Silver Denarius - Ancient Rome, c. 222-235 AD
Ruler: Severus Alexander (Augustus)
Obv: Laureate bust of Severus Alexander, right
Rev: "SPES PVBLICA" Spes, advancing left, holding flower and raising skirt hem
Mint: Rome (struck 232 AD)
Sear-R7957, 20mm, 3.13gm
Severus Alexander was Roman Emperor from 222 to 235 and the last emperor of the Severan dynasty. He succeeded his cousin Elagabalus, upon the latter's assassination in 222, and was ultimately assassinated himself, marking the epoch event for the Crisis of the Third Century — nearly 50 years of civil wars, foreign invasion, and collapse of the monetary economy, though this last part is now disputed.

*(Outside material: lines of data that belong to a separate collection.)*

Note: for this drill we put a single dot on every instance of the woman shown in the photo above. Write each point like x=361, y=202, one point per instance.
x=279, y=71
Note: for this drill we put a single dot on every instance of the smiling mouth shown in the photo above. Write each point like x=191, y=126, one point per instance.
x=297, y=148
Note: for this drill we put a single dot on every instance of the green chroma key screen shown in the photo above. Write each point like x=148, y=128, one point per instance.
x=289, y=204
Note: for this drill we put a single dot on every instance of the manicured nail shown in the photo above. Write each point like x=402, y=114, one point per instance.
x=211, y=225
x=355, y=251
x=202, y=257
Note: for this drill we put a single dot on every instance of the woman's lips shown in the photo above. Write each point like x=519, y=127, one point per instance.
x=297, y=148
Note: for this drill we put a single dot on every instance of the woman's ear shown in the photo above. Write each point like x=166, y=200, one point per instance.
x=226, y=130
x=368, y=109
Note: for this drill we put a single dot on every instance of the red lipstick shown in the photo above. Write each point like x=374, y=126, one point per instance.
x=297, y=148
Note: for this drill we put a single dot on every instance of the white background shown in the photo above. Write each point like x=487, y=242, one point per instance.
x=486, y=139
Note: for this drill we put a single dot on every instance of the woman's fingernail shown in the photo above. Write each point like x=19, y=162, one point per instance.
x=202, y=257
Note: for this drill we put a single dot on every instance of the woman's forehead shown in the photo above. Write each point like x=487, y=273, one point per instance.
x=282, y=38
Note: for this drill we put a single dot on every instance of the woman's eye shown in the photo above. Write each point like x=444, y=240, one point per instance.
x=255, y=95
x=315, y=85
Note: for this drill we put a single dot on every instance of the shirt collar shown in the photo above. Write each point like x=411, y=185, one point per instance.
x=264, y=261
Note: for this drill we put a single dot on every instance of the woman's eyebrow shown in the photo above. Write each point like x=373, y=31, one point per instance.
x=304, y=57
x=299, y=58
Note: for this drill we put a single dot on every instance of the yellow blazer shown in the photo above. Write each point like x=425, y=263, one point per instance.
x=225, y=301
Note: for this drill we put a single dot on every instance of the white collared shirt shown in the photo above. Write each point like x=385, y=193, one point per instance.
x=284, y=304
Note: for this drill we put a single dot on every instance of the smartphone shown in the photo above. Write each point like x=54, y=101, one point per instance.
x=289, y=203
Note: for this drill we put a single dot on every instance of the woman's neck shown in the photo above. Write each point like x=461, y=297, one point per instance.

As emperor, Alexander's peace time reign was prosperous. He attempted to bring peace by engaging in diplomacy and bribery. This alienated many in the Roman Army and led to a conspiracy to assassinate and replace him. According to Canduci, Alexander is remembered as an emperor who was "level headed, well meaning, and conscientious," but his fatal flaw was his domination by his mother and grandmother. Not only did this undermine his authority, but his mother's influence was the cause of Alexander's least popular actions (convincing him not to take part in battle and trying to buy off the warring Germanic barbarians).
A beautiful example, well centered and well struck. Provenance: From the Joseph Donzanti Collection, ex Sayles and Lavender.